Lu sur le net/Louis Léandre Ebobola Tsibah répond à Daniel Cousin

Suite à la sortie du sélectionneur national, nous nous attendions à des réactions. C’est le cas de celle du Président du Foyer de Football et d’Animation de Libreville (FFAL). Lecture.

Nommé par nécessité de service

« Cousin a signé un contrat dont la clause la plus contraignante était la qualification. Celle-ci n’a pas été obtenue. Donc l’autre partie avait deux alternatives, reconsidérer cette close et prolonger Daniel ou respecter le contrat dans toute sa rigueur et virer Cousin qui, lui-même savait qu’il avait été imposé pour nécessité de services et non pour un quelconque mérite.

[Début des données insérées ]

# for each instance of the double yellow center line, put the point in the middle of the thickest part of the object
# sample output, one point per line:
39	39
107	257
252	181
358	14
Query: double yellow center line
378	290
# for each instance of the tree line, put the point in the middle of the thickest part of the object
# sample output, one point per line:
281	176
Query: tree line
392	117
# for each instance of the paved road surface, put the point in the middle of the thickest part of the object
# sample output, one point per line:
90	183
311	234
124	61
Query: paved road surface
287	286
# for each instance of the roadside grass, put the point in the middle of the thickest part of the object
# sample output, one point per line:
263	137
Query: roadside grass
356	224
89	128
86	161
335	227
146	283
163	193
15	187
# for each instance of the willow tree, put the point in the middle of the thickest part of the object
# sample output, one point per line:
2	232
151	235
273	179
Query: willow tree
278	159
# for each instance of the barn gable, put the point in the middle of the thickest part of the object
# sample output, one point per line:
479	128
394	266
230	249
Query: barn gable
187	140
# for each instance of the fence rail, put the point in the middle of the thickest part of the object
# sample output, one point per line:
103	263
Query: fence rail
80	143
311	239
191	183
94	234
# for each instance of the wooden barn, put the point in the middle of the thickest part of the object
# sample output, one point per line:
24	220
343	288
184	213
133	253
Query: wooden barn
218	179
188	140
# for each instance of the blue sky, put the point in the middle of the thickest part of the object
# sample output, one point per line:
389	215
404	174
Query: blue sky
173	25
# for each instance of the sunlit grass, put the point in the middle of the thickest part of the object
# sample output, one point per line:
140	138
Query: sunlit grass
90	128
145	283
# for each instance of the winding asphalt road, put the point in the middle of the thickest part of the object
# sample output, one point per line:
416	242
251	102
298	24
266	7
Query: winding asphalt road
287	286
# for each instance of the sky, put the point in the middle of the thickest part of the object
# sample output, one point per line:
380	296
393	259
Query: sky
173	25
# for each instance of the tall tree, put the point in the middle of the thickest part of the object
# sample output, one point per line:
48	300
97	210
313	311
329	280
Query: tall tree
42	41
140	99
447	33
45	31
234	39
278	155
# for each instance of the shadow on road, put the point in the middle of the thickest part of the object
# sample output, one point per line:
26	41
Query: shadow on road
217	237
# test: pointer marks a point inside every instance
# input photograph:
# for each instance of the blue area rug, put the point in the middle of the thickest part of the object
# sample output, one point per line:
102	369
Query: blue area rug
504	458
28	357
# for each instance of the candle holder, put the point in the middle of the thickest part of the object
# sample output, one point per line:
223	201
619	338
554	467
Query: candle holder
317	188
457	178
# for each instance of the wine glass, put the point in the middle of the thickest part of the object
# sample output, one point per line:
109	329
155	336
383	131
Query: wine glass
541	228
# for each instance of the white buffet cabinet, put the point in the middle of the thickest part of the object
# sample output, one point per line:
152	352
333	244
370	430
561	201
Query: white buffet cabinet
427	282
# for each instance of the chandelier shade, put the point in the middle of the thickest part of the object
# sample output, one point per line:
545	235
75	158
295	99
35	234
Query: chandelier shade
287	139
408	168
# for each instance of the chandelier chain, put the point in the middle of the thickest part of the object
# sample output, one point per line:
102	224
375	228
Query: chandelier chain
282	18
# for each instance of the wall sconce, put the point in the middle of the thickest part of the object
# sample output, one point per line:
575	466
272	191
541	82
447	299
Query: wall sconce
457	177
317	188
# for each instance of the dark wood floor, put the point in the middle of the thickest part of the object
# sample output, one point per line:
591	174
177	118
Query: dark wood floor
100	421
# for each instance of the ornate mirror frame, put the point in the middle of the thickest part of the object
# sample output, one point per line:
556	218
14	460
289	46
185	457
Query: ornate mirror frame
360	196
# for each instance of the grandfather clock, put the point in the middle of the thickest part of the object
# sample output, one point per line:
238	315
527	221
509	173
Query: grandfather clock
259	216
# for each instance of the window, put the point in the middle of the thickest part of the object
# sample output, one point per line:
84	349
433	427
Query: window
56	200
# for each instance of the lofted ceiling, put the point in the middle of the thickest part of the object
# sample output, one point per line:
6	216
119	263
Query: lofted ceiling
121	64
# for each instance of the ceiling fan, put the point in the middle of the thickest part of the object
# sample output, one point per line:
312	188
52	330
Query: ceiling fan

En effet, n’ayant aucune référence technique en la matière, son employeur avait plutôt misé sur sa connaissance du groupe.

Sa volonté manifestée de longue date d’entraîner cette équipe a conduit le Ministre des Sports à lui confier les clés du camion ».

Les bâtons dans les roues à Cousin?

« Il parle des autres formes de frustrations et de projets à moyen terme. C’est assez étrange pour un ancien capitaine qui a lui-même été à l’origine de l’ambiance dans laquelle il a toujours baigné, même en qualité de manager général des Panthères. Qui Cousin pouvait-il réellement canaliser? Qui lui aurait donc mis les bâtons dans les roues?

Parler du Ministre qui ne connaît rien du milieu du football, peut être jugé recevable, sauf que c’est ce monsieur qui a fermé les yeux sur bien des critiques pour confier les Panthères à un coach totalement inexpérimenté, alors qu’il y avait plus qualifiés à loisir. C’était donc plus une faveur qu’un mérite.

De son projet sportif, en avait-il réellement? Tout comme son prétendu règlement intérieur, il avait pourtant la légitimité et l’occasion des années durant, en qualité de manager général, de proposer quelque chose à la Fédération ».

De la gestion d’Aubamyang!

« De la gestion la gestion de PEA, les caprices de star et l’accompagnement fraternel, à un niveau moindre il sait ce que c’est. Qu’a-t-il fait pour freiner ça? Il a pourtant été très prompt à réclamer ses émoluments qu’il a finis par obtenir, sans se soucier du reste.

Il n’évoque pas son avenir sportif. Il devrait au moins envisager passer ses diplômes d’entraîneur professionnel s’il envisage rebondir un jour dans ce milieu, de façon crédible. Car, en faisant acte de candidature, au regard des critères imposés par la Fégafoot, la sienne pèserait à peine plus lourd qu’une feuille morte. Cette interview montre l’ampleur des limites de l’homme.

En définitive, Cousin a été victime de ses propres turpitudes d’enfant gâté, pour qui le goût de l’effort était totalement supplanté par les passe-droits. Sur le coup, il aurait mieux fait profil bas, à défaut de se taire ».

Par Jean-Claude NOUNAMO

NB: Les titres sont de la Rédaction.